Manoel Herzog anuncia a Boa Nova aos homens de boa vontade
Há muitas denominações para quem escreve. O escrivão, por
exemplo, elabora os autos e os processos de um cartório. O escriturário, por
sua vez, trabalha em registros de repartições públicas. O escrevente é o
subalterno dos outros dois. Há ainda o escriturador, palavra que não encontrei
no dicionário, mas se refere àquele responsável pela escrituração de um órgão
público ou privado. O escriba era, na antiguidade, o copista de manuscritos, no
entanto uso essa expressão quando me sinto um pouco envergonhado de me
denominar escritor. Poderia, quem sabe, me chamar de escrevinhador ou
escrevedor, aquele que escreve com não muita qualidade.
Já escritor serve como denominação geral para todas as
atividades que envolvem a escrita. Temos, por exemplo, o escritor fiscal, o
escritor de biografias, etc. É muito mais usada, porém, segundo o dicionário
Houaiss, para designar o autor de obras literárias, científicas, filosóficas,
etc. Sempre, porém, que vejo ou ouço a palavra, penso em literatura, em arte.

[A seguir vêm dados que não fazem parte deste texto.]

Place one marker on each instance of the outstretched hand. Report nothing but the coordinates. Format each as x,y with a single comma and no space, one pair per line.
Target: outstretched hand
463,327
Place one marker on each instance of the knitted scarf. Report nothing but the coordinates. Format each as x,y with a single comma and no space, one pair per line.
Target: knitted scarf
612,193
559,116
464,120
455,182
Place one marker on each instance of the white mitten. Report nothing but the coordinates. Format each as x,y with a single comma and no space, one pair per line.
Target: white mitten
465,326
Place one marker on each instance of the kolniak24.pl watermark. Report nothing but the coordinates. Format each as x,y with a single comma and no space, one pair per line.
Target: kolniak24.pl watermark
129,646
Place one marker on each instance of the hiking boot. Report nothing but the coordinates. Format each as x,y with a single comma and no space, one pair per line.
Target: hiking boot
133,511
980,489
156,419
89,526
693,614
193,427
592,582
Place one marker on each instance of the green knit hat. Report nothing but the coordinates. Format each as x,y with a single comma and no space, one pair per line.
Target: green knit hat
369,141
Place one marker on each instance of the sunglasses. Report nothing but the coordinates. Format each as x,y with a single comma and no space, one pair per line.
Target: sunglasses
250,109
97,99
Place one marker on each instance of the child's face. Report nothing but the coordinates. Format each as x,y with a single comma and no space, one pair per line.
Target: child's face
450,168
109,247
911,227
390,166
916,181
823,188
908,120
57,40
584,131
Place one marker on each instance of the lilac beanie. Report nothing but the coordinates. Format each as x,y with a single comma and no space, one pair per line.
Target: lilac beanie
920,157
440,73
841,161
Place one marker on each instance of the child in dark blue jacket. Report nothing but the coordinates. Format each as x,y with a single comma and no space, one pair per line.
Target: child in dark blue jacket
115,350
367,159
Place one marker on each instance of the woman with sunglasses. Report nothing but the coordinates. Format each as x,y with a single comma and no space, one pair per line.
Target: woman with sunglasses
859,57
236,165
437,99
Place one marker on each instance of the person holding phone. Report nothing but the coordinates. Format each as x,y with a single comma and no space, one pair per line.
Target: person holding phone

Em O evangelista, (Patuá Editora, 184
páginas), de Manoel Herzog, o protagonista escreve, mas não é um escritor, é um
escrivão. Começa, no entanto, premido pelas circunstâncias, a produzir poemas e
uma espécie de evangelho, uma “Boa Nova” ao contrário, da justiça no Brasil. É,
portanto, mesmo não se denominando dessa forma, um escritor. Nomear, aliás, é uma
tônica dessa história. Os nomes bíblicos das personagens colocam o leitor a
todo o momento a fazer referências intertextuais com o livro sagrado dos
cristãos.
João Evangelista, ou simplesmente Vange, é filho de Maria e
irmão de Salvador. Ambos tem um relacionamento amoroso com Madalena. Os dois são,
também, formados em advocacia e atuam num cartório, onde se envolvem em falcatruas
com uma banca de advogados e alguns juízes, entre eles um chamado Pôncio, que “lava
as mãos”, ignorando ameaças que Salvador vinha sofrendo de bandidos. Este acaba
sendo morto e volta como aparição, dando conselhos para Vange. Não faltam, da
mesma forma, um João Batista, um Pedro, um Lázaro, um Caio Fábio (representando
Caifás), um Heródoto (ou Herodes)...
A narrativa segue em idas e vindas na linha temporal, porém
perde o ritmo em determinado momento. Quase que abandono a leitura. Próximo do
final, entretanto, o enredo me desperta novo interesse, salvando o livro. De
qualquer forma, vale acompanhar o jogo intertextual, a linguagem deliciosa do narrador
e das demais personagens e, principalmente, a análise mordaz que Herzog faz do
sistema judiciário e de seus bastidores.
Manoel Herzog, nascido em Santos em 1964, também publicou o
romance Os bichos, pela editora
Realejo, em 2012, e o poema longo A
comedia de Alicia Bloom, pela Patuá, em 2014. Neste mesmo ano, conheci sua
obra quando fui jurado do extinto Prêmio Portugal Telecom de 2014, do qual ele
foi semifinalista com o CBA - Companhia
Brasileira de Alquimia, publicado no ano anterior também pela Patuá. Um
escritor a quem se pode chamar de escritor realmente.
Comentários
Gostei da trama, Cassioney. O jogo intertextual (bastante criativo), pareceu-me "religiosamente divino".